The Mountaintop by Katori Hall and directed by Valerie Curtis-Newton is indeed substantive, nourishing theater. This entirely absorbing, two-character, 90-minute play speculates on the last night of Dr. Martin Luther King, Jr.'s life, and poses the question: what if god sent a messenger to help Dr. King as he is called home? What if he knew his life on earth was about to end? What would he say?
Camae (brianne a hill) and Dr. King (Reginald André Jackson) in ArtsWest's production of The Mountaintop by Katori Hall. ArtsWest photo by Michael Brunk. |
The play is set on the night of April 3, 1968 in room 306 of the Lorraine Motel in Memphis where Dr. King spent the last night of his life and where, the next day, he would be shot on the balcony. The set, designed by Burton Yuen, made us voyeurs into this room, with the door and window to the balcony as backdrop.
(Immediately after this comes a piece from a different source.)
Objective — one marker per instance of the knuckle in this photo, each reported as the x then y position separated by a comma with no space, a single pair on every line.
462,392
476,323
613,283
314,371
We understand it was a faithful recreation of the Lorraine, and the many small details helped ground the play, making the setting vivid and helping to make the characters human by contrasting the ordinary and mundane with the weighty themes of the play.
As the play opens, Ralph Abernathy has just stepped out for cigarettes, and Dr. King calls room service for coffee. Camae is the lovely maid who brings the coffee and handles Dr. King's flirtations, rants, arrogance, anxiety, and grief with aplomb.
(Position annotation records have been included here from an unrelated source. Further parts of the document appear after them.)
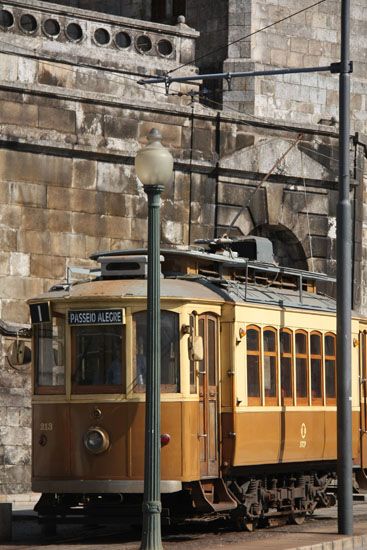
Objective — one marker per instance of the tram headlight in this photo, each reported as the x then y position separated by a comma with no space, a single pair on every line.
96,440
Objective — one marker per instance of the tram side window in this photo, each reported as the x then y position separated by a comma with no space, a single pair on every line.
301,368
98,358
253,366
49,340
286,366
330,369
316,368
170,358
270,366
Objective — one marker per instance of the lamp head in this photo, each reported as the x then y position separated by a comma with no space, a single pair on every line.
154,163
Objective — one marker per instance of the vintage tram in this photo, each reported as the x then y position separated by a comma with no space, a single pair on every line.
248,388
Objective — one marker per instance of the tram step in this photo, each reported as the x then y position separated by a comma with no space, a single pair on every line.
212,496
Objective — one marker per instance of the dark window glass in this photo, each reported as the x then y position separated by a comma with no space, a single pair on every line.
6,19
28,22
49,362
252,337
286,377
170,359
301,344
51,27
301,373
123,40
99,357
285,342
253,382
330,378
269,340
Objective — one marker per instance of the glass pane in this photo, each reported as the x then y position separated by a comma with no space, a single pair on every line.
169,351
285,342
270,383
316,390
98,355
330,378
252,338
315,344
211,351
330,345
301,373
269,340
170,360
300,344
50,361
286,376
253,384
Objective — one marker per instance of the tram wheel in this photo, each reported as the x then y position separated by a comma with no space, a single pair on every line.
246,524
298,519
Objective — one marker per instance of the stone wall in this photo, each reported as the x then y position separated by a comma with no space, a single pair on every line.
72,117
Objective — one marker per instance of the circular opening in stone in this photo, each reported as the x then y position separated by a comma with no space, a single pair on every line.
74,32
28,23
51,27
102,37
143,43
6,19
165,47
122,40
This is a very funny play, and the timing and energy from hill and Jackson bring out that humor. It is also a painfully serious play, as Dr. King wrestles with his failings, his mortality, and his god. I found the scene where the angel Camae shows Dr. King the future in fierce and flawlessly delivered poetry to be especially moving.
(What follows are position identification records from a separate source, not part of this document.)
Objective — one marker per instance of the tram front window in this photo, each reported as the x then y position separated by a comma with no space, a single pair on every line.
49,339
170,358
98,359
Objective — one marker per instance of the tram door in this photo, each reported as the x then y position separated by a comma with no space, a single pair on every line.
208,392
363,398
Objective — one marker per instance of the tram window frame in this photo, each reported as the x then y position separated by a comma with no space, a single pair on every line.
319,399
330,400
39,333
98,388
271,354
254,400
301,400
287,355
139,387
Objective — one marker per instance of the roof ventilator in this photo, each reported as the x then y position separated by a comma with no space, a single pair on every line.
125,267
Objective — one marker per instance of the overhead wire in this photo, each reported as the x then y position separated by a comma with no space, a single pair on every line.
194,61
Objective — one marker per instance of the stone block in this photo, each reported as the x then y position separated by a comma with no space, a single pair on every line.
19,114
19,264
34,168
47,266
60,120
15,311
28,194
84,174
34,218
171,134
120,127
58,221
Sadly, our experience was not quite as entirely absorbing as it should have been based on the artists' efforts. A man in front of us, in the front row, chose to converse with his seat partner through the show in a perfectly audible stage whisper. So disrespectful to the actors, and so distracting for people around him. What would you do—complain to an usher? Well, here's the thing: he was an usher. Doh. Dear ArtsWest: please ask your ushers not to converse during the show. Thank you.
ArtsWest has a new artistic director, and their tagline is "fiercely compelling theatre." Sounds audacious, but hey, audacious is good. The Mountaintop is certainly that kind of theater, and we hope to be back many more times.